One of my favorite teachings about Chanukah is the Talmudic story (BT Avodah Zarah 8a) of Adam, the first human, noticing the days getting progressively shorter. He worried that he was the cause of the encroaching darkness, chaos and disorder. His concern grew so great that he spent eight days praying and fasting. Once the season of Tevet began with the days lengthening and moon reappearing, Adam realized, “This is the way of the world!” So he made a festival for eight days to celebrate. Adam then instituted for all subsequent years a 16-day holiday for the sake of heaven (le’shem shamayim).

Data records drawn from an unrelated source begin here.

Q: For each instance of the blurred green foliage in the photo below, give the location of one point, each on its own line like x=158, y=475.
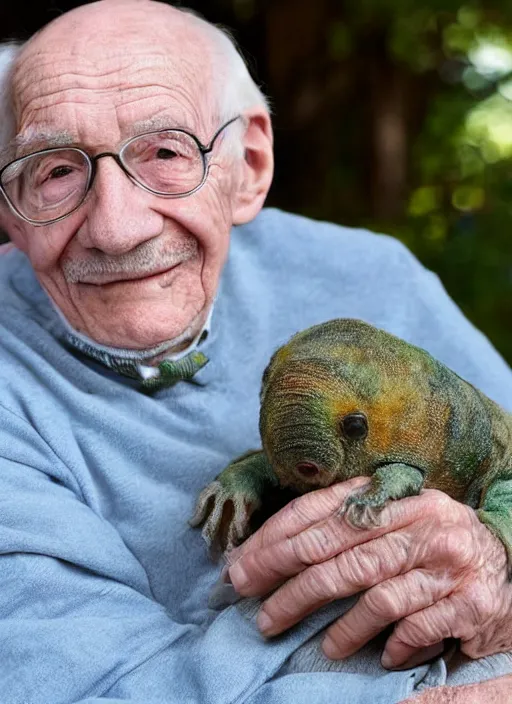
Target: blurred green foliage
x=397, y=115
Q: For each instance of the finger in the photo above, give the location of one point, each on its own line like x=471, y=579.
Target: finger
x=382, y=605
x=420, y=630
x=346, y=574
x=298, y=515
x=258, y=571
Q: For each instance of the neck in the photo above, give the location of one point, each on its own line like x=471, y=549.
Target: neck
x=150, y=356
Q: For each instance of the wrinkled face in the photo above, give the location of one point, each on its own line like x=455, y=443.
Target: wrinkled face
x=94, y=83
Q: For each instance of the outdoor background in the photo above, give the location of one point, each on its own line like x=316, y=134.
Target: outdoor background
x=390, y=114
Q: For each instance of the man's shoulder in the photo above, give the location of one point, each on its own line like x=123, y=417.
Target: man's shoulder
x=296, y=239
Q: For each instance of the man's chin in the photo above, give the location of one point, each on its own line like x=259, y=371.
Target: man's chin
x=148, y=332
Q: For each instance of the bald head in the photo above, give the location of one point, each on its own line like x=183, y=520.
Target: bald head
x=108, y=36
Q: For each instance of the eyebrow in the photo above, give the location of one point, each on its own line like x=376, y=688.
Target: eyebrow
x=22, y=145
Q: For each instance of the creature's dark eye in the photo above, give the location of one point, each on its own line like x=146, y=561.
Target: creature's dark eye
x=354, y=426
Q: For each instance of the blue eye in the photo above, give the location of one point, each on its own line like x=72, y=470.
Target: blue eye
x=354, y=426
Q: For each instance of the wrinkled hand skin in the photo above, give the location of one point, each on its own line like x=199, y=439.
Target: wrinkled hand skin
x=430, y=567
x=492, y=692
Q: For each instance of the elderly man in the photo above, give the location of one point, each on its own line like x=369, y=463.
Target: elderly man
x=132, y=347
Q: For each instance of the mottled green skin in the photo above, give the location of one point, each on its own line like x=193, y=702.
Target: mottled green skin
x=427, y=428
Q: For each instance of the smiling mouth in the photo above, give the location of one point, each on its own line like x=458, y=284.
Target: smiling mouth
x=125, y=277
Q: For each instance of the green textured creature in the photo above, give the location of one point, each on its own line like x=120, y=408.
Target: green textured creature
x=344, y=399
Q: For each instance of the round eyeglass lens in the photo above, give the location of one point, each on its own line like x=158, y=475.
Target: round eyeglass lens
x=168, y=162
x=47, y=185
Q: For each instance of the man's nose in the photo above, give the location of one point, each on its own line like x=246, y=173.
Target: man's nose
x=119, y=216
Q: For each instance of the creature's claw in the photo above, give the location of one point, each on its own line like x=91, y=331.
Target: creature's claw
x=361, y=511
x=225, y=515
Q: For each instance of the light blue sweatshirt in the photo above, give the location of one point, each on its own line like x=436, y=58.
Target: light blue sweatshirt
x=103, y=585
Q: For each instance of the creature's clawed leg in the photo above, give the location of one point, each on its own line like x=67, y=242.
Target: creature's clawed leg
x=225, y=507
x=496, y=514
x=391, y=481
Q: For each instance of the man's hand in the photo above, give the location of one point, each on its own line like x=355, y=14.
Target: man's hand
x=431, y=567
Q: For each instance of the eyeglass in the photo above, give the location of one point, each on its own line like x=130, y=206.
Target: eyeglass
x=49, y=185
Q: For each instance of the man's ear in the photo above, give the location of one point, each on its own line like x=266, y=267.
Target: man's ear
x=257, y=169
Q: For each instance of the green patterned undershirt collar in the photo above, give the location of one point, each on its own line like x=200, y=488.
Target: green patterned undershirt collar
x=177, y=367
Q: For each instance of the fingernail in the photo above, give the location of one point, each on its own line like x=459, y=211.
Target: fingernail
x=238, y=577
x=387, y=661
x=264, y=622
x=224, y=575
x=330, y=648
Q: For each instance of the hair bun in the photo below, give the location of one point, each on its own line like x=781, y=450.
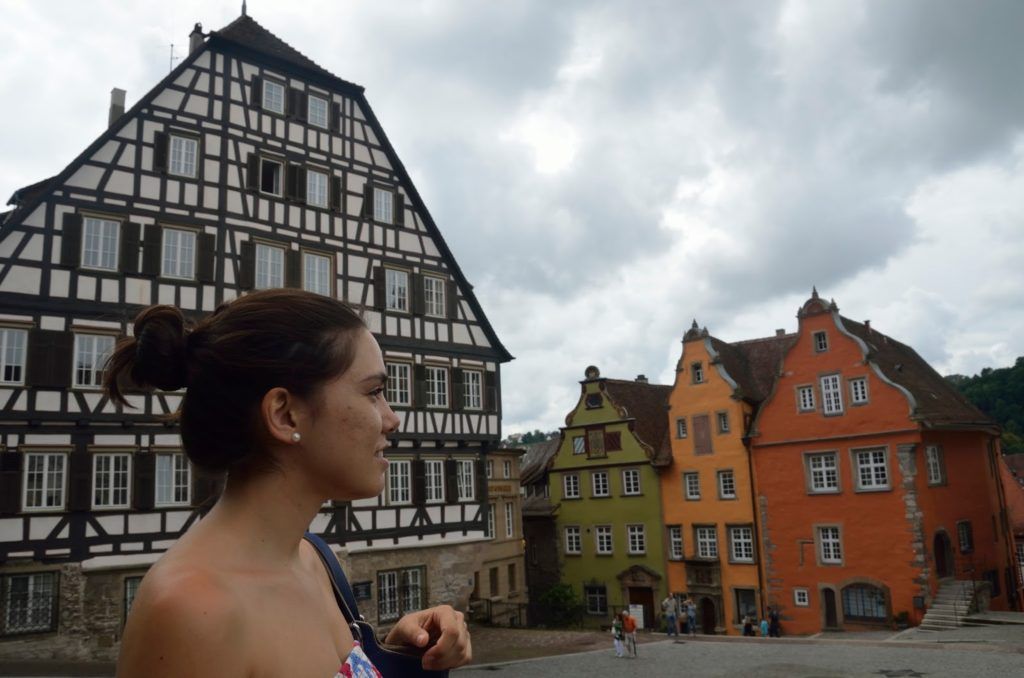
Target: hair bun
x=160, y=348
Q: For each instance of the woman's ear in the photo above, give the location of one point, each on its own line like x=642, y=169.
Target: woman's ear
x=278, y=410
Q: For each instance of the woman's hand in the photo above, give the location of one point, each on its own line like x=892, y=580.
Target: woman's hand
x=442, y=629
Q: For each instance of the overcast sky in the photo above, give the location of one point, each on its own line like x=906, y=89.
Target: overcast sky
x=605, y=172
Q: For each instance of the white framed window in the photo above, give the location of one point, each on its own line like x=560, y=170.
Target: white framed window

Though the world around us may have darkened during 2020, and disorder and chaos have loomed large, we need not despair. There will come a time when those things will diminish, when light, order, stability will come again.
Throughout human existence, pandemics come and, after a painfully long time, fizzle out or are curtailed by human ingenuity. Social and political tensions also arise occasionally and eventually generate constructive transformations.
Our challenge, as it was with Adam, is to celebrate this dynamic. The way of the world necessarily includes periods of intensifying and isolating disarray that, in due time and after much effort, release into seasons of creativity and connection.
For the sake of heaven, perhaps this year we should light our channukiot not for eight days, but 16, to celebrate our (eventual) emergence into an ever brighter and more stable world
Rabbi Jonathan K. Crane is the Raymond F. Schinazi Scholar of Bioethics and Jewish Thought at Emory University’s Center for Ethics.